The differences are found purely in how these norms are implemented, namely in government statutes, laws and regulations. There are no differences on values, but differences in the statutory enactment and observance of human rights principles. It is a matter of politics. People’s actual needs play a subordinate role. Worse still, thousands of torture victims, migrants and forced labourers without rights, censored civil rights activists with no recourse to the law are unceremoniously declared the collateral damage of a “typically Asian” culture. This kind of cynicism is becoming increasingly obvious. Within Asian societies people are recognizing that there are large differences between politicians’ rhetoric and reality.
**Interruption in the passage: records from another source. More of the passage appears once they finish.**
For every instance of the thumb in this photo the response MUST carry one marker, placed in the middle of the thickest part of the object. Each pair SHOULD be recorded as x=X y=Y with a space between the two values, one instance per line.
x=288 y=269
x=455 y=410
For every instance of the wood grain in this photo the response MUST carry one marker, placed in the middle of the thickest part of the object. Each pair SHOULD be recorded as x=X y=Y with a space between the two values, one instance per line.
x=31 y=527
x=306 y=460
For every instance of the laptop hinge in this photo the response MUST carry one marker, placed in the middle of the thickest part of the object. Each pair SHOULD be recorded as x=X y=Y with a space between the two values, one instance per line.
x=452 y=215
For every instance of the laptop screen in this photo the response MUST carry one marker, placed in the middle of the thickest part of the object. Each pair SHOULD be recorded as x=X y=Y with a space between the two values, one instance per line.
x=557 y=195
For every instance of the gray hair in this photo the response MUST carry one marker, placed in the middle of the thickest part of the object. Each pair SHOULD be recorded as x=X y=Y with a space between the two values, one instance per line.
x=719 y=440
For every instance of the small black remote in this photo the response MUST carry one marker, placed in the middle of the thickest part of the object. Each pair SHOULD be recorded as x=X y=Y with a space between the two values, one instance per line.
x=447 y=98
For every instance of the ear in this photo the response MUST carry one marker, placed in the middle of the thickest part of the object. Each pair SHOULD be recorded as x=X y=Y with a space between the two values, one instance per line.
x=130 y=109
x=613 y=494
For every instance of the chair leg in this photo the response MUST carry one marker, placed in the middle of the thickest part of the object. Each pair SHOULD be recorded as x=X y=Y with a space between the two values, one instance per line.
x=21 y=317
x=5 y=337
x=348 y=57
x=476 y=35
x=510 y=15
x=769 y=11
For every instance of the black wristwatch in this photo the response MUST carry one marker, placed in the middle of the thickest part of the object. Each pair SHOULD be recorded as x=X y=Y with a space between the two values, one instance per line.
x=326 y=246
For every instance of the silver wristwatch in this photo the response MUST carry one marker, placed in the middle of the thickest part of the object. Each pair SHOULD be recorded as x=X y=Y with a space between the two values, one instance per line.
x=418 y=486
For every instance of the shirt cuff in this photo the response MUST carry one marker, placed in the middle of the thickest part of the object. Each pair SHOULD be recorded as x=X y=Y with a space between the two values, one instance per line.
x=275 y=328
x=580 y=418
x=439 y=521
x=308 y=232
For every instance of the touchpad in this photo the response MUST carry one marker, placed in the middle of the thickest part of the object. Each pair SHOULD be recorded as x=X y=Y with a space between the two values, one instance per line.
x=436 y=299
Observance is dependent on politics
In many countries with authoritarian governments where there is also a well organized civil society or opposition – as in most Asian countries – human rights are frequently the only rhetorical instruments or alternative ideologies against a corrupt regime. This is a development that never took place in Europe, where movements against social grievances first formulated and subsequently standardized human rights. A holistic human rights approach like the one today in Asia did not exist in the European civil rights movement of the 19th and early 20th century. Furthermore, these movements were often ideologically influenced, which is not so much the case in Asia. Civil rights movements in many Asian countries today refer almost self-evidently to the complete human rights catalogue, which consists of far more than 300 international treaties and thousands of norms. That puts governments under enormous pressure.
Many observers of the inner Asian discourse correspondingly speak of the “ambivalent Asian state”. This involves governments that internationally recognize human rights principles and standards but do not comply with them for reasons of power politics. This ambivalence is then rhetorically reflected in the supposed irreconcilability between Asian values and human rights. There is no dispute about the fact that economic development and peace are only sustainable on a lasting basis if human rights – for example, the right to education, the right to a fair trial, freedom of the press and freedom of expression or the right to healthcare – are observed. However, the manner in which these rights are enacted into law and put into practice is dependent on political interests. These do indeed differ between Asia and Europe.
Anja Mihr is Associate Professor at the Institute for Human Rights of Utrecht University in the Netherlands. In 2008 she held a visiting professorship at Peking University and since then has worked with research institutions and universities in Taiwan, South Korea and Japan.